Electronic – Does a device with USB HS Device support necessarily support host mode

microcontrollerusbusb deviceusb-host

I'm a beginner in the MCU world, I've been looking at some comparison tables for MCU capabilities and I am a little confused about USB capabilities.

For instance, looking at this Microchip listing https://www.microchipdirect.com/Chart.aspx?branchId=2155&mid=14&treeid=21, MCUs' USB support is always advertised as one of these 4 possibilities: "None", "Full Speed", "Host, Device", or "High Speed".

But none are advertised as "High Speed Device AND Host", not even the $10 ones when for less than $2 you get similar models supporting Device+Host and for less than $3, high speed. And when I look at the capabilities of an ATSAM3U1C, (https://www.microchip.com/wwwproducts/en/ATSAM3U1C#additional-features) for example, high speed capabilities are mentionned, but not USB Host support.
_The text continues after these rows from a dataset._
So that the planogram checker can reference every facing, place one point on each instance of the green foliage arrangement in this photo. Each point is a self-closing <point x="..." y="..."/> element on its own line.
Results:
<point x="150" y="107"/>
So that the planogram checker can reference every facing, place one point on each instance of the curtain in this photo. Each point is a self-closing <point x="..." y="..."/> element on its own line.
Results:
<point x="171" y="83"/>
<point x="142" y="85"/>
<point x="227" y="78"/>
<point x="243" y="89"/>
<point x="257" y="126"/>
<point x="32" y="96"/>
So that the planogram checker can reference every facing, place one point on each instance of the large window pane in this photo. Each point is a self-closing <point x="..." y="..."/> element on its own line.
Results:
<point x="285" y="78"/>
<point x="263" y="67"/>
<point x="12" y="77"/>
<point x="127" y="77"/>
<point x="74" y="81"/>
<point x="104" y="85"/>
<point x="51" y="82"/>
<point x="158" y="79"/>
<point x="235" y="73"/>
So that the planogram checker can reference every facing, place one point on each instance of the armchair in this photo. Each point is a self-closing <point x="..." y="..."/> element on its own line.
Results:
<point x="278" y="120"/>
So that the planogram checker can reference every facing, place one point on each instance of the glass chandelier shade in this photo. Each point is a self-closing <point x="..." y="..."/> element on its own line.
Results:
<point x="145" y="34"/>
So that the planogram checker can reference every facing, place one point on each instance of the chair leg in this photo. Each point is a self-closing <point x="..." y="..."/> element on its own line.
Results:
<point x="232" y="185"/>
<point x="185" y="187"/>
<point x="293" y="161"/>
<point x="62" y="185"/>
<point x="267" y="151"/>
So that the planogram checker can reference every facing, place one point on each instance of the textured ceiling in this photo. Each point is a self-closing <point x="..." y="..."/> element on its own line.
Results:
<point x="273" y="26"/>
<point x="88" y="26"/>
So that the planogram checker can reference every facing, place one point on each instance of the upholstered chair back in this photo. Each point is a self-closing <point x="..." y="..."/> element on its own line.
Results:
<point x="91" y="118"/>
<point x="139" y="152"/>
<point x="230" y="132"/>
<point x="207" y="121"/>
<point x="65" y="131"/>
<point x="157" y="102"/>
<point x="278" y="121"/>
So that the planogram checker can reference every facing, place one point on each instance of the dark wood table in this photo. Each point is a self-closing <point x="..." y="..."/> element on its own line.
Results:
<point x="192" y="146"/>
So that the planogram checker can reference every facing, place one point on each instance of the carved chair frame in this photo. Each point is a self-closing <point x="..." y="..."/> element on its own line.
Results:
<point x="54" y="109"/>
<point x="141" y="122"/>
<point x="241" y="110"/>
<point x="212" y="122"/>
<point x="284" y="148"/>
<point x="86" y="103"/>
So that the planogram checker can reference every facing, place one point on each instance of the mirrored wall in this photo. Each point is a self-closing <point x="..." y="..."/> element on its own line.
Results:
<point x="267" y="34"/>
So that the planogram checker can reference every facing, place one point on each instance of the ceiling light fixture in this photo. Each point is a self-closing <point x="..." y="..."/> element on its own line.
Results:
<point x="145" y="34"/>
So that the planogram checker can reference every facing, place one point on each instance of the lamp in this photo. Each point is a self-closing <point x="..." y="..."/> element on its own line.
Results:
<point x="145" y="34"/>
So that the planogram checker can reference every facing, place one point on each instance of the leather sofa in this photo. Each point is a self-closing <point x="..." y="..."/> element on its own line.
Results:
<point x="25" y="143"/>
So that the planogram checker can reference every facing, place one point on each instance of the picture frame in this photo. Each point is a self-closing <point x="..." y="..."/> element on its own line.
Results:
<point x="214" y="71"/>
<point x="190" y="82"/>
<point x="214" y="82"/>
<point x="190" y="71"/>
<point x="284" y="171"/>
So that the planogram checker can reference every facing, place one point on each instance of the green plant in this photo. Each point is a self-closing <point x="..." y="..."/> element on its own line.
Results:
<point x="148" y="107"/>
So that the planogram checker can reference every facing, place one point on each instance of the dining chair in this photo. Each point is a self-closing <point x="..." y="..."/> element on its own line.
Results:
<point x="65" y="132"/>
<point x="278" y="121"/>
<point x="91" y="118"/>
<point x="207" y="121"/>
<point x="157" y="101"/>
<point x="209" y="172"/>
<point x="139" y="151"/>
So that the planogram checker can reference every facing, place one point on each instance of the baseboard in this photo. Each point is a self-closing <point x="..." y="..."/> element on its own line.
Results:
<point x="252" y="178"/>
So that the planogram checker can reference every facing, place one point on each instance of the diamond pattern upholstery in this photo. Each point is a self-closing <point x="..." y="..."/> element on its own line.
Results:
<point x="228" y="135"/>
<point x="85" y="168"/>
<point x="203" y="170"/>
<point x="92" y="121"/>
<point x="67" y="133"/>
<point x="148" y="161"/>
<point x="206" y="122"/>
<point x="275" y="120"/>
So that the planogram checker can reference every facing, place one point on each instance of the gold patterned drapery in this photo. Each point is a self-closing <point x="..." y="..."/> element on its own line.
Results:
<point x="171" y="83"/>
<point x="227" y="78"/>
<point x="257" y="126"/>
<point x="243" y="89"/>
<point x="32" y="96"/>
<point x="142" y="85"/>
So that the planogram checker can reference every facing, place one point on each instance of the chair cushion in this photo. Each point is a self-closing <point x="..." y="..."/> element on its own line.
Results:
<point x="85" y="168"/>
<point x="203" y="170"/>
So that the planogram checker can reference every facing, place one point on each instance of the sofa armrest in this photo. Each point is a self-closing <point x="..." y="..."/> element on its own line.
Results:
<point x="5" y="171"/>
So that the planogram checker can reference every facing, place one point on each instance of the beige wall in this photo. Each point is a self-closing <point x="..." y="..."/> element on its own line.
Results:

I wonder if it's exclusive, or if it's my current ignorance of the field that's kicking in and that, perhaps through knowledge of the USB protocol, it should be implicit that USB High Speed device support necessarily comes with USB (full speed, at least) Host support and it is therefore not mentionned. Could you please shed some light on this ? Thanks.

Best Answer

USB High Speed device support necessarily comes with USB (full speed, at least) Host support

Absolutely NO. "Device support" and "Host support" are two entirely different functions and require different hardware blocks. HS (high-speed 480 Mbps) USB Host support requires probably 10 times more resources than a "HS device". That's why you rarely find two HS USB controllers, HOST controller, and DEVICE controller in a cheap low-end MCU. Only medium-to-high end MCU can afford HS host support, which also requires significant intelligence on software side and system memory resources. So a MCU with "USB HS Host support" are in totally different class.

The MCUs that have host and device functions (usually multiplexed into the same set of connector pins) are frequently dubbed as "OTG", a largely meaningles moniker "On-The-Go". Nowadays it is called "Dual-Role USB port".